# Tempo: Outono começa hoje às 16:44 em Portugal continental



## rbsmr (22 Set 2008 às 11:44)

Lisboa, 22 Set (Lusa) - O Outono começa hoje quando forem 16:44 em Portugal continental, acompanhado por condições meteorológicas características desta estação do ano, como aguaceiros e uma pequena descida da temperatura.

O Outono vai prolongar-se até ao próximo Solstício, que ocorre no dia 21 de Dezembro às 17:04, em Portugal continental.

A chegada do Outono antecede a alteração da hora, que acontece no próximo dia 26 de Outubro, dando início à chamada Hora de Inverno.

Nesse dia, quando forem 02:00 em Portugal continental, os relógios deverão ser atrasados 60 minutos.

O equinócio do Outono no Hemisfério Norte marca o "instante em que o Sol, no seu movimento anual aparente, cruza o equador celeste", de acordo com a definição do Observatório Astronómico de Lisboa.

Equinócio é uma palavra de origem latina que significa "noite igual ao dia", dado que, nestas datas, dia e noite têm igual duração, precisa ainda a mesma fonte.

Para hoje, o Instituto de Meteorologia prevê céu geralmente muito nublado, aguaceiros por vezes fortes, acompanhados de trovoadas e queda de granizo e ainda uma pequena descida da temperatura máxima.

SB

Lusa/Fim


----------



## Mário Barros (22 Set 2008 às 12:56)

Pois é, pois é, demos então as boas vinda ao Outono 

E vamos lá ver se realmente lhe podemos aplicar o nome    estou farto de secas iminentes.


----------



## vitamos (22 Set 2008 às 13:01)

Eu costumo dizer que o Outono é a longa estrada que nos separa do Inverno assim como a Primavera é a longa estrada que conduz ao Verão. 

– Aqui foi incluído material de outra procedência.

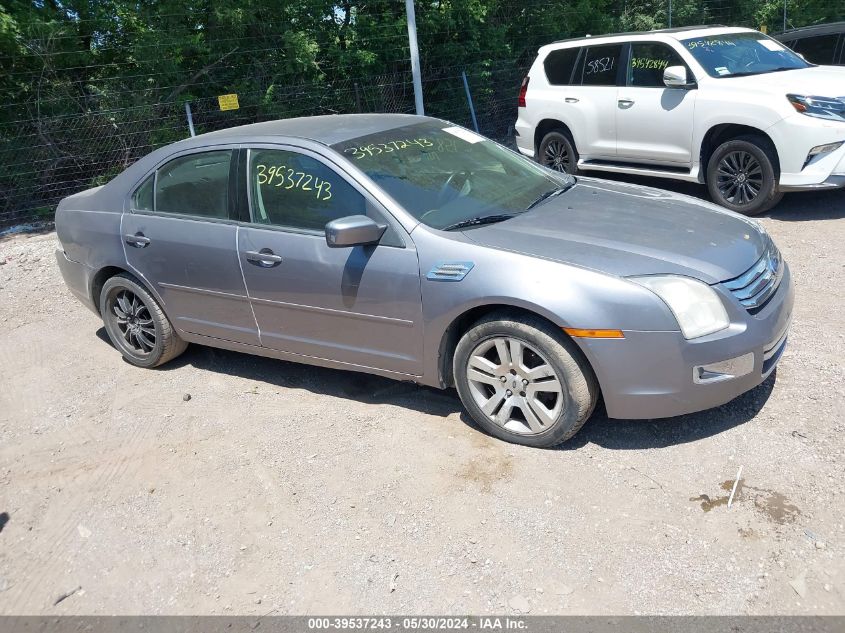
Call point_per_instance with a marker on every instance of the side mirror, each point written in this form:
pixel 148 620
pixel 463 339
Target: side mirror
pixel 353 230
pixel 676 77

Tirando uma ou outra possível situação, não é das minhas estações favoritas... E o inverno tão perto e contudo tão longe. Esse sim desperta em mim um sentimento especial 

Mas venha então ele ás 16h44m... Se for barulhento mais bem vindo é!


----------



## MSantos (22 Set 2008 às 16:48)

O Outono começou à poucos minutos...

Espero que tenha muita chuva, e neve cá em Bragança


----------